10. En cinquième lieu, ainsi qu’il vient d’être dit, aucun des moyens dirigés contre la décision de refus de titre de séjour n’ayant prospéré, Mme B… n’est pas fondée à exciper de l’illégalité de cette décision à l’appui de ses conclusions à fin d’annulation de l’obligation de quitter le territoire français.
11. En dernier lieu, le moyen tiré de l’exception d’illégalité de l’obligation de quitter le territoire français à l’appui des conclusions d’annulation de la décision fixant le pays de destination doit être écarté en l’absence de démonstration de son illégalité ainsi qu’il a été dit aux points précédents.

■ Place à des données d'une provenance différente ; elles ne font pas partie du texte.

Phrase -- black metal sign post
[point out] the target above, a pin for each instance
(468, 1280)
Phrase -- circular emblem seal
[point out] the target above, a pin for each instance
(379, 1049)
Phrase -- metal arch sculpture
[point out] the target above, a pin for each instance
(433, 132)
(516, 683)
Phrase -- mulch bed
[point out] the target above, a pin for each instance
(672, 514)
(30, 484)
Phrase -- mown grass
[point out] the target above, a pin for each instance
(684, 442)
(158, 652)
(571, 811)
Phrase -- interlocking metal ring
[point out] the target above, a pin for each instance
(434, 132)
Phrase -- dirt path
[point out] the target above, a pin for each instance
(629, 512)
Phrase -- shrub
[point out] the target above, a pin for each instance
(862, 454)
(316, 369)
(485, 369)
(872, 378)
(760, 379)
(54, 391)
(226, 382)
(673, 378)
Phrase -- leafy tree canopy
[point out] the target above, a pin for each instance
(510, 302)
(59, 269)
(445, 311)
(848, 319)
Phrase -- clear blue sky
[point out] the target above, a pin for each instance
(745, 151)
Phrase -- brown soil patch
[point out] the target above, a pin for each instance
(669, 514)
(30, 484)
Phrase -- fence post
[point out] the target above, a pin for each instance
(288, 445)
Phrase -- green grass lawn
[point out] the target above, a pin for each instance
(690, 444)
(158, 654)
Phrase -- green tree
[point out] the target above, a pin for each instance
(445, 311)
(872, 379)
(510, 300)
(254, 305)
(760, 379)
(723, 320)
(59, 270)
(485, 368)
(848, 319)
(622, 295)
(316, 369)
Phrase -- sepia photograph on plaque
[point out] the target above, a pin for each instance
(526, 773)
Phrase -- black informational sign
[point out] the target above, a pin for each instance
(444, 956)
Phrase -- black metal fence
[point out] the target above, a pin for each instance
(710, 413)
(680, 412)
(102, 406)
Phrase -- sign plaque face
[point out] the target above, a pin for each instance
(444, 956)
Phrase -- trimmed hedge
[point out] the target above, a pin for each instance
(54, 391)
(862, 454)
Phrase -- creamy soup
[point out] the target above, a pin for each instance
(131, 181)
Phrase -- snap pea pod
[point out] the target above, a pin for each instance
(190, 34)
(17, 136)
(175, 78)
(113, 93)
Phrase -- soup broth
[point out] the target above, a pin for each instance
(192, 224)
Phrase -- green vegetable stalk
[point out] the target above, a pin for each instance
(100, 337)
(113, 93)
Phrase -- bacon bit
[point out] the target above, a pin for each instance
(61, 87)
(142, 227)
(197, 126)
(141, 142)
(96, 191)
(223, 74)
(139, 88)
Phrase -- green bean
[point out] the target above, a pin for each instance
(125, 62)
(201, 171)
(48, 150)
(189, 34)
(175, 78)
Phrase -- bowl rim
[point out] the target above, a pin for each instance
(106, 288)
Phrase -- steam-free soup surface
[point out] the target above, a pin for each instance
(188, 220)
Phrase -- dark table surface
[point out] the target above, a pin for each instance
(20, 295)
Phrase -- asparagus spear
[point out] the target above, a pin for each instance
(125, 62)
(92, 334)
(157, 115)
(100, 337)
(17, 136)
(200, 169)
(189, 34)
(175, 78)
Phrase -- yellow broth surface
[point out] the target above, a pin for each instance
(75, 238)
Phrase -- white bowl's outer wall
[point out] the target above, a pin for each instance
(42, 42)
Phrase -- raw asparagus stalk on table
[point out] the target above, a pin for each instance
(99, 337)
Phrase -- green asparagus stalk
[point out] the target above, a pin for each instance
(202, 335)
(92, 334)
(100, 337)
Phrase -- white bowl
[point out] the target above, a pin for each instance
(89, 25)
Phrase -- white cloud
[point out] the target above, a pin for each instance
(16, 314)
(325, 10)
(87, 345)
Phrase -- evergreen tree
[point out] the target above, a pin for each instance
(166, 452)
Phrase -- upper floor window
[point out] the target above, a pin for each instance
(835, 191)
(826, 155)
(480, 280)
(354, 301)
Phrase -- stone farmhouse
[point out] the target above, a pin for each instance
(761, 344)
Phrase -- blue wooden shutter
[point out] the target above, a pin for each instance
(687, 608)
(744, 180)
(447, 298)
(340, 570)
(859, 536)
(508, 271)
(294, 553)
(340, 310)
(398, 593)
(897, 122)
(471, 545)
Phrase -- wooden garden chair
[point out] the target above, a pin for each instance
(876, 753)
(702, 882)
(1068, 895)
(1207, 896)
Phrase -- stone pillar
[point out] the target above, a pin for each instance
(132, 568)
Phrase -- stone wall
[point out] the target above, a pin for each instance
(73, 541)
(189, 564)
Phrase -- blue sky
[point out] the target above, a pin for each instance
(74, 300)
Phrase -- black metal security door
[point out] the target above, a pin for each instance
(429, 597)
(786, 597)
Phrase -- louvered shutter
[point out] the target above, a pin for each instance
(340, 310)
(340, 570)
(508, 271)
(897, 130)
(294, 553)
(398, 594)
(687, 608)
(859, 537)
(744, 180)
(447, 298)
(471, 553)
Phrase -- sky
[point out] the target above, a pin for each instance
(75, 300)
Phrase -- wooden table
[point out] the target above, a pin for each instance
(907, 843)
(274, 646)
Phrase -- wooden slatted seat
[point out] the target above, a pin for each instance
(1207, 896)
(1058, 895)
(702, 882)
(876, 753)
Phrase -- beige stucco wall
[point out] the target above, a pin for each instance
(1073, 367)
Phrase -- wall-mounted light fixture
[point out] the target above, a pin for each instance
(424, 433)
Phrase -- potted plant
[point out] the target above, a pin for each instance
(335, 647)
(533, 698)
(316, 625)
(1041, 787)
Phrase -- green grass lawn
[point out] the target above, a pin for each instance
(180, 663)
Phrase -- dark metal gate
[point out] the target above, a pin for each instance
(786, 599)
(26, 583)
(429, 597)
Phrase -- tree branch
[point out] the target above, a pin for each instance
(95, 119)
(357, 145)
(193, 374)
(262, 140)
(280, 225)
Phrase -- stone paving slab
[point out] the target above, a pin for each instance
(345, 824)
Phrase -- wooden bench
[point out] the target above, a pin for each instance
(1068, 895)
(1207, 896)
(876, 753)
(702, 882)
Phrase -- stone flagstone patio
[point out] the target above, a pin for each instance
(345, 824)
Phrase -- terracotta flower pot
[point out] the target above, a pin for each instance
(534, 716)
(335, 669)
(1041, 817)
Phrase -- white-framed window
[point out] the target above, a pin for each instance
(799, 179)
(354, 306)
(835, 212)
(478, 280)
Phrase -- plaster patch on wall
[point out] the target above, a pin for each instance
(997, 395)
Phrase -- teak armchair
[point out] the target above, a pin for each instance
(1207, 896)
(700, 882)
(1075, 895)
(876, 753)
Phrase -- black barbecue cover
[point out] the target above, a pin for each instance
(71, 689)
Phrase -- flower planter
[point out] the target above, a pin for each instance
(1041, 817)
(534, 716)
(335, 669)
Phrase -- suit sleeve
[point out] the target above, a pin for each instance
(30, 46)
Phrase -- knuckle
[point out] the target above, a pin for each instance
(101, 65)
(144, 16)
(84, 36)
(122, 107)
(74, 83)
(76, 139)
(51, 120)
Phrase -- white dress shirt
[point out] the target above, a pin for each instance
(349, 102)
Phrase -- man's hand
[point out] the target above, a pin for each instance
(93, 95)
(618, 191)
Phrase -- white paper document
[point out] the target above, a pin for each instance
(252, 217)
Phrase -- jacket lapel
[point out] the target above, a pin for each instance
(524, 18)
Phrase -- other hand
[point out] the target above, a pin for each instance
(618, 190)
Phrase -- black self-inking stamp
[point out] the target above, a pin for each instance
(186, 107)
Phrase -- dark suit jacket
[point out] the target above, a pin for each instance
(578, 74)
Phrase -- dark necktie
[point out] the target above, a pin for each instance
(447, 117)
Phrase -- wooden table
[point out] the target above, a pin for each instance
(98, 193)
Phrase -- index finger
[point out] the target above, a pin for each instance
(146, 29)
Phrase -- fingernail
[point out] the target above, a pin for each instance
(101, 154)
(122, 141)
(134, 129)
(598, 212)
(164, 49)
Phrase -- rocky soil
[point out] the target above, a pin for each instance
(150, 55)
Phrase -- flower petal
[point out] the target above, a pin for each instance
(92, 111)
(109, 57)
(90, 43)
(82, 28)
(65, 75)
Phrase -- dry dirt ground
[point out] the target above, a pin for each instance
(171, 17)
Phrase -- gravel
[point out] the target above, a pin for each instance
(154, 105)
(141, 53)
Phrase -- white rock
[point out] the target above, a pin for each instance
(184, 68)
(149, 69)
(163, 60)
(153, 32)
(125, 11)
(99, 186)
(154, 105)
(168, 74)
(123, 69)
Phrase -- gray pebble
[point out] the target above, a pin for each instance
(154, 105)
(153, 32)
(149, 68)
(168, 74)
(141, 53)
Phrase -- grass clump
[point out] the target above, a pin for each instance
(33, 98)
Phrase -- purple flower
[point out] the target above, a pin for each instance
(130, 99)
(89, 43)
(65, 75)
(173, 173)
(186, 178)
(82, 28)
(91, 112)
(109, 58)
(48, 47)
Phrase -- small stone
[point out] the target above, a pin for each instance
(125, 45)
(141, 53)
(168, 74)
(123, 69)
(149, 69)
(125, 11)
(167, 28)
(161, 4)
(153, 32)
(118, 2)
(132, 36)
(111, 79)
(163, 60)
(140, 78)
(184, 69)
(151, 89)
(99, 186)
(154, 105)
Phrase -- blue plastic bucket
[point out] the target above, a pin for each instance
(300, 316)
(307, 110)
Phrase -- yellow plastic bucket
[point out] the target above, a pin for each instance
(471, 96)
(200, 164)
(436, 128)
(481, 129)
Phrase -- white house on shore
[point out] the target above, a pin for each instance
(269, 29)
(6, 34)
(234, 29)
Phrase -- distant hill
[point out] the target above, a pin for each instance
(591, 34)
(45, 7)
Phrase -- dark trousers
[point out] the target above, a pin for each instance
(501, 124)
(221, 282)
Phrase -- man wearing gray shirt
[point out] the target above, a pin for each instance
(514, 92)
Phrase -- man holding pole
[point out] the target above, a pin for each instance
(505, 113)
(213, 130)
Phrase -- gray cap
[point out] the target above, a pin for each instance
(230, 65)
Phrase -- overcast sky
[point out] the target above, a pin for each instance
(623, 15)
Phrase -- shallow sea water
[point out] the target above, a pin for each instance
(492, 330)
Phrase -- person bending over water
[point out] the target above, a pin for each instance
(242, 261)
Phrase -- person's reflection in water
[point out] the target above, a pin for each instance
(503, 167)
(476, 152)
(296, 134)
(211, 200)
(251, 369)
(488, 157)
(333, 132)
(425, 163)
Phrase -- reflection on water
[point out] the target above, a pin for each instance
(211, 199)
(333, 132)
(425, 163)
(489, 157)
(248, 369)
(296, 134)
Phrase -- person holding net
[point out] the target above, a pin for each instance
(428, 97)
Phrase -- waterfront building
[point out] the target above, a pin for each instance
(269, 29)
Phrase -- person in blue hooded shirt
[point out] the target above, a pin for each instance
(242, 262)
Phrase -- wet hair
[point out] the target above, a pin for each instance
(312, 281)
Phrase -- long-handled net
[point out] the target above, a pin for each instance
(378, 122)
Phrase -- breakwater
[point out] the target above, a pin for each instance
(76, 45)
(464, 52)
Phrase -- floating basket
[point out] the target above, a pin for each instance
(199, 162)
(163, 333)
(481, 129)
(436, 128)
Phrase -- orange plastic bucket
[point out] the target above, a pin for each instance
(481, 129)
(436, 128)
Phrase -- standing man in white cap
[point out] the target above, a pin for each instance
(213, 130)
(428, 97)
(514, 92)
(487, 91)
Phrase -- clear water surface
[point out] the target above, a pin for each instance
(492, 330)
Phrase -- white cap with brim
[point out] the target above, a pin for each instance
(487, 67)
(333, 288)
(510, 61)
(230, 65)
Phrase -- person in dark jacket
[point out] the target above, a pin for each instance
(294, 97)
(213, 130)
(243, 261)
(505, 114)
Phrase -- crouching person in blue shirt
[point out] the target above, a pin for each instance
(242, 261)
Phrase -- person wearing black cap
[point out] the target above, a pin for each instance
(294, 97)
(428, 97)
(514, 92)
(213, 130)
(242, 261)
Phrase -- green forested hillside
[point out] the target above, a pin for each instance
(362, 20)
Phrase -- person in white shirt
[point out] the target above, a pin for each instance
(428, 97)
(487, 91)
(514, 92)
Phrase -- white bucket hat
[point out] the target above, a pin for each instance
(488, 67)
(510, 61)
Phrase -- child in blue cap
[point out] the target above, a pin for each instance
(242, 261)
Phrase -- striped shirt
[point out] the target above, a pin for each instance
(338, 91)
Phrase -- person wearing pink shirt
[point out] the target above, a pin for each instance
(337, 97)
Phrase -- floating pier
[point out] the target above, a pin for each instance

12 Il résulte de tout ce qui précède que les conclusions à fin d’annulation présentées par Mme B… doivent être rejetées ainsi que, par voie de conséquence, ses conclusions aux fins d’injonction et d’astreinte et celles présentées sur le fondement des articles L. 761-1 du code de justice administrative et 37 de la loi du 10 juillet 1991.
D E C I D E :
Article 1er : La requête de Mme B… née A… est rejetée.
Article 2 : Le présent jugement sera notifié à Mme D… B… née A…, à Me Velut-Peries et au préfet de police.
Délibéré après l’audience du 11 février 2026, à laquelle siégeaient :
- Mme Topin, présidente ;
- Mme Dousset, première conseillère ;
- Mme Calladine, première conseillère.
Rendu public par mise à disposition au greffe le 25 février 2026.
La présidente-rapporteure,
Signé
E. Topin
L’assesseure la plus ancienne,
Signé
A. Dousset
La greffière,
Signé
V. Fluet
La République mande et ordonne au préfet de police en ce qui le concerne ou à tous commissaires de justice à ce requis en ce qui concerne les voies de droit commun contre les parties privées, de pourvoir à l’exécution de la présente décision.